The book "Flyboys" was an outstanding book, read it a short time ago.
I think the USMC should have taken Ichi Jima off the map.

Welcome to the forum. You may be one of the youngest, but I'm
the oldest (active) member. I was 43 when you were born !

Enjoy....

Charles


----------



## DOUGRD (Aug 22, 2007)

Welcome Rusker! I vote for the Europe trip also. Been to Germany three times and just can't wait to go back. Ever hear of the Bridge at Remegan? (Probably didn't spell that right) I went there a few years ago. Unreal! Cologne was also inspiring. Can't believe the Allies bombed the city into rumble but the cathedral was virtually untouched, and the train station they were trying to knock out is right next door. You can throw a rock from one to the other!


----------



## mkloby (Aug 23, 2007)

Welcome from Pensacola


----------



## Wurger (Aug 23, 2007)

Hallo from the Europe.


----------



## v2 (Aug 23, 2007)

Wurger said:


> Hallo from the Europe.



... especially from Poland


----------



## comiso90 (Aug 23, 2007)

Rusker said:


> Hi I'm Henry from Washington State. I'm probably one of the younger guys on here? I was born in '77.
> 
> I'm an Air Force brat and I've always been into WW2 planes and WW2 in general but only until recently have I REALLY gotten into it. I went to visit Pearl Harbor in the spring and ever since I've been reading various books (just finished _FlyBoys_..wow), and planning other vacations around WW2 sites.
> 
> ...



Welcome.

where were u stationed during your "Brat status"?

.


----------



## Lucky13 (Aug 23, 2007)

Poland ROCKS!!!


----------



## trackend (Aug 23, 2007)

Welcome Rusker


----------



## Rusker (Aug 27, 2007)

comiso90 said:


> Welcome.
> 
> where were u stationed during your "Brat status"?
> 
> .



-Mass
-New Hampshire (Pease AFB)
-Texas (Reese AFB)

..and I was born in the Azores (Portugal) @ Lajes Field, and returned when I was older. 

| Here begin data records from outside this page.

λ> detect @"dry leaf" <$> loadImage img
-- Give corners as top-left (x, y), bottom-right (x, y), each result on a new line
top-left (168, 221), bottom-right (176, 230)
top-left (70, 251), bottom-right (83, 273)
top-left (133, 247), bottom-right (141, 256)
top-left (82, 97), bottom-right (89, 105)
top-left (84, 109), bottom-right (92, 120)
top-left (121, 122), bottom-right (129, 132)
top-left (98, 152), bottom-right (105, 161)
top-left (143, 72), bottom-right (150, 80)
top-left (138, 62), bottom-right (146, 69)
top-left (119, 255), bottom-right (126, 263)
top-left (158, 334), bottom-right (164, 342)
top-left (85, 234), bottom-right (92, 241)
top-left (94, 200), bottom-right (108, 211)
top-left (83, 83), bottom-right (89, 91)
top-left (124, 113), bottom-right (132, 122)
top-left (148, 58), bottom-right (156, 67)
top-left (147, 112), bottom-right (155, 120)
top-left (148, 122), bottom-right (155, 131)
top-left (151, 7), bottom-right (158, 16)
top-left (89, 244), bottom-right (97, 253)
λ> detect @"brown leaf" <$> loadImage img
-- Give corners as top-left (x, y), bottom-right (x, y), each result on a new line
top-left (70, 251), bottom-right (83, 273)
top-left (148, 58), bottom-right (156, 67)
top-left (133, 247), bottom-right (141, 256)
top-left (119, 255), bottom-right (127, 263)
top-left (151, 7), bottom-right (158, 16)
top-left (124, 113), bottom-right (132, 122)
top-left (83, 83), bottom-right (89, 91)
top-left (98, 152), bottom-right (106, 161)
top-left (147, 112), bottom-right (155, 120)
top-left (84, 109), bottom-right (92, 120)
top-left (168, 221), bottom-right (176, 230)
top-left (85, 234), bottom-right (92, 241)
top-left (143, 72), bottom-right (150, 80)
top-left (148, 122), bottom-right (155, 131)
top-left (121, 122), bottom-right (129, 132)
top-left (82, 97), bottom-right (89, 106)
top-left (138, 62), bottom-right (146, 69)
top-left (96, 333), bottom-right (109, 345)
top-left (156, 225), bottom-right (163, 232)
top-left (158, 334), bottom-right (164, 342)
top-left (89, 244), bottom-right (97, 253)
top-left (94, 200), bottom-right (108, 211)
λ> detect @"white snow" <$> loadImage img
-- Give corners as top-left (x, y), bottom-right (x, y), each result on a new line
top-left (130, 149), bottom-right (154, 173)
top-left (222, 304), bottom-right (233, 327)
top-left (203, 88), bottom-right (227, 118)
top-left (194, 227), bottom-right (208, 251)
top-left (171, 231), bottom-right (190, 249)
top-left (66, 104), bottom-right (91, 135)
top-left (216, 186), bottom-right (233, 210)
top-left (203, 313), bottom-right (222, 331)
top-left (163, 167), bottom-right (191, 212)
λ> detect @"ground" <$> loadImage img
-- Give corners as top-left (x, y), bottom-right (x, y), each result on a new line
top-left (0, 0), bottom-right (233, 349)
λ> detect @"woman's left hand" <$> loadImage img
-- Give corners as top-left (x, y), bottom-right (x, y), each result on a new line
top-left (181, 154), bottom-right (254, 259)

Any of you in Europe been to the Azores Islands?


----------



## trackend (Aug 27, 2007)

No cant say I have Rusker looks an interesting place though


----------



## ccheese (Aug 27, 2007)

I passed thru Lajes, Azores coming back to the states in late 1955.
All I saw was the canteen and the PX, and lotsa ocean.

Charles


----------



## mosquitoman (Aug 27, 2007)

Welcome, and don't worry about being young- I'm not even 22 yet.


----------



## Wildcat (Aug 27, 2007)

Welcome to the site Rusker.


----------



## Bf109_g (Aug 28, 2007)

Hi there and welcome to the forum, Rusker.


----------



## Lucky13 (Aug 28, 2007)

mosquitoman said:


> Welcome, and don't worry about being young- I'm not even 22 yet.



Almost 22?! WOW that's OLD!!


----------



## mosquitoman (Aug 28, 2007)

Ha ha ha


----------



## Matt308 (Aug 28, 2007)

Bet he never shows up again...


----------



## Wayne Little (Aug 29, 2007)

Hello Rusker, welcome to the site from down under...yes another Aussie...jeez if 22 is old I'm heading towards ancient....


----------



## Rusker (Aug 29, 2007)

Wayne Little said:


> Hello Rusker, welcome to the site from down under...yes another Aussie...jeez if 22 is old I'm heading towards ancient....



I'm feeling the same way now.. haha I just turned 30.


----------



## Rusker (Aug 29, 2007)

Matt308 said:


> Bet he never shows up again...



me?


----------



## Marcel (Aug 29, 2007)

Well I'm from 1975, so I'm not that much older either. Oh and welcome from ancient Europe


----------



## Rusker (Aug 29, 2007)

Really glad to see that many members on the board are from Europe.


----------



## Emac44 (Sep 1, 2007)

G'day Henry. From an Older Former Royal Australian Air Force (RAAF Brat). Nothing wrong with being an AirForce Brat mate least you don't get tired feet or wet feet from being Navy or Army Brat. And if you 20 somethings feel bloody old. Hell I will ring up Social Security and get them to order your wheelchairs and BLIND guide dogs for you


----------



## Rusker (Sep 2, 2007)

Hahahahahahaha


----------



## DerAdlerIstGelandet (Sep 3, 2007)

I might only be nearing 30 but my 6 years in the Army made my body feel like it was 55!


----------



## mkloby (Sep 3, 2007)

DerAdlerIstGelandet said:


> I might only be nearing 30 but my 6 years in the Army made my body feel like it was 55!



Damn military ages your body at 3 times the normal rate! 8 times if you're a grunt!


----------



## trackend (Sep 4, 2007)

Few years down the road and when you're your 50 + those little niggles you picked up start biting back


----------



## Emac44 (Sep 7, 2007)

trackend said:


> Few years down the road and when you're your 50 + those little niggles you picked up start biting back



Biting back Trackend. Those bloody Niggles are launching a full scale attack. Along with the Royal Wrinkle Infantry Battlion and Fusilers


----------